Это был приказ, и объяснений в ближайшее время ждать не приходилось.
Селена пощелкала выключателем: свет не зажегся. Обычное дело для дачи, подумал Виктор. Впрочем, не для такой же…
— А вот это уже совсем плохо. — Девушка держала в руках молчащую трубку радиотелефона с грустно мигающим зеленым огоньком.
— Но не могли же они все отключить! — прошипела она с необыкновенной злостью и пошла в другую комнату.
«Господи, да кто? Кто они?» — хотел спросить Виктор, но сдержался.
В соседней комнате Селена, победоносно улыбаясь, стояла в наушниках и наговаривала в микрофон портативной радиостанции какую-то абракадабру позывных, условных сигналов и цифр.
— Едем, — сообщила она наконец.
— Едем, — покорно согласился Виктор. — Закурить можно?
— Разумеется, хотя и не стоило бы натощак. А чуть позже мы позавтракаем.
Но еще сильнее ему хотелось выпить. Натощак. Именно натощак. Холодного, ничем не разбавленного джину. Он только боялся, что Эта очаровательная некурящая спортсменка, пьющая, как правило, только замороженный «дайкири», вряд ли позволяет себе спиртное до сиесты и наверняка осудит его. Смешно, но ему было стыдно перед девушкой.

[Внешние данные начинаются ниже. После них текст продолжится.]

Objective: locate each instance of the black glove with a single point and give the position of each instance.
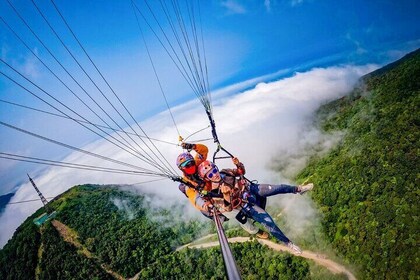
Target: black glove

Только уже в гараже настойчивое желание организма одержало победу над интеллигентским смущением, и он предложил Селене, достав из кармана любимый маленький плоский термос:
— Глотнешь?
— Что это? — спросила она рассеянно.
— «Гордонс». Из холодильника. Я больше люблю «бифитер», но на этот раз у Тэдди не было.
— Давай, — сказала Селена. — Капельку. А то даже за руль садиться тошно.
Было уже совсем светло, когда они свернули с асфальта на насыпную грейдерную дорогу. Становилось ощутимо теплее, и только что еще совсем прозрачный утренний воздух начинала заволакивать уже привычная знойная дымка.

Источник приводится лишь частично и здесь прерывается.